Day 3: No wind and beach break too large to launch. We walked around the city center of Montpellier and saw some sights in the morning and then tried to stay out of the sun in the afternoon.

Day 4: Wind from West-South-West 10-15 knots, minimal swell. Due to my results on day 1 I was placed in Silver Fleet. This means that I would be competing with the 31st-60th placed riders. Even though it was silver fleet here were some huge names in the fleet. I was excited for the opportunity to move up a bit in the rankings. I started on my 21 meter Kite which is the largest option due to light wind. When I got on the race course the 21 felt quite overpowered and so I was planning on switching after race 1. Unfortunately on the second down wind, while doing quite well in the race, I made a mistake and put my kite down in the water.

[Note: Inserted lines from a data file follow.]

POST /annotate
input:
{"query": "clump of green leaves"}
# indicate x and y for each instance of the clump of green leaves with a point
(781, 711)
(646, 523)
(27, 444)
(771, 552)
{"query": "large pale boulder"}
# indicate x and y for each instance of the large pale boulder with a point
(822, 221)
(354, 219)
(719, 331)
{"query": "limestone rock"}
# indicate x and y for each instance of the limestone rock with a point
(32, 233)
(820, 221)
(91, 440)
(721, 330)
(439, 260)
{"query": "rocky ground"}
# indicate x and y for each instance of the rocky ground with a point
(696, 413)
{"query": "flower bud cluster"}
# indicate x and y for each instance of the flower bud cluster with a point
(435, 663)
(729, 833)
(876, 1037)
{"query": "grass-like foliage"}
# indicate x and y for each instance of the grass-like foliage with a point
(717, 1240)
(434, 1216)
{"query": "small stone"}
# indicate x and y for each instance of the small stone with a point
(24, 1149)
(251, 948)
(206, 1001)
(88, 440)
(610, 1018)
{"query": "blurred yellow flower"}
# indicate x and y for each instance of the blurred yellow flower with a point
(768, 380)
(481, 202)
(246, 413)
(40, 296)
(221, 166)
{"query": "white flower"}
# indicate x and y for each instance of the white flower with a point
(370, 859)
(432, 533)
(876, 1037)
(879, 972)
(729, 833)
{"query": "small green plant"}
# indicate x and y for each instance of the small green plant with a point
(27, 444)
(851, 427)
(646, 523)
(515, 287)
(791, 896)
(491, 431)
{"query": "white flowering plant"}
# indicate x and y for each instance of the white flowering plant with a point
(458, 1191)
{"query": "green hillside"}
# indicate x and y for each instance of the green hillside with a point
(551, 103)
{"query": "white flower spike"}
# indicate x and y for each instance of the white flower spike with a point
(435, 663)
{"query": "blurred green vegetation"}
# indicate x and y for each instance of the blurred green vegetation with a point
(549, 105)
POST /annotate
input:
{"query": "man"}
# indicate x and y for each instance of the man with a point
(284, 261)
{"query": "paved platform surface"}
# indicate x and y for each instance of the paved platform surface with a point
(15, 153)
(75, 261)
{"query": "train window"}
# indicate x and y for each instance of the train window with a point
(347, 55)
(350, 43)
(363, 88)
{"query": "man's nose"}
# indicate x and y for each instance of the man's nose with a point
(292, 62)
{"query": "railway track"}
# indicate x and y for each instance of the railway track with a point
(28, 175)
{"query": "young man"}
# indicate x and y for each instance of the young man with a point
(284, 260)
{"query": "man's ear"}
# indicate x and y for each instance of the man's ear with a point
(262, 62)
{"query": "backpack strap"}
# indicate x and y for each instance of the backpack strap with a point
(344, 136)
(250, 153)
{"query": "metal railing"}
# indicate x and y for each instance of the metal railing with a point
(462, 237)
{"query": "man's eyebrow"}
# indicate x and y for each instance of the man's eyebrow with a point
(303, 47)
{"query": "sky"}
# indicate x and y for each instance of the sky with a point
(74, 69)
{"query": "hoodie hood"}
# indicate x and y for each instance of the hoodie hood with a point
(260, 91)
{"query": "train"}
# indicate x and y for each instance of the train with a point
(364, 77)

This was a rookie error and meant that I was very slow to finish race 1. I got over to the start line just in time for race 2 but them my kite fell out of the sky and this caused me to miss the start to race 2.

Finally, I got the kite back in air and the wind was back up. I decided to still switch to the 15 meter which ended up being an error. I raced the 2 final races of the day underpowered on the 15 meter. It felt good upwind but just didn’t have the power down wind. The results of the day were not spectacular and I dropped down a couple spots. I learned a lot and hope to reduce these errors in the future.

Day 5: Final day. Again, due to light wind and a late start to the day, the race committee was only able to complete the “medal series” and no extra races for the remaining fleets afterward. We did spend the day watching the men’s, women’s, and youth medal series races which were very exciting. After this, I went out on the water and trained in the late afternoon with a huge number of riders who wanted to capitalize on the evening breeze.

We had the awards ceremony and celebration that evening and the next day I dropped Alexis off at the airport and drove to Marseille for the day. I did some sight seeing and got ready for my early morning flight the next day.

Overall, I am happy with the results and appreciate the experience. I hope to use all I learned this week to better prepare for the World Championships in Italy next month.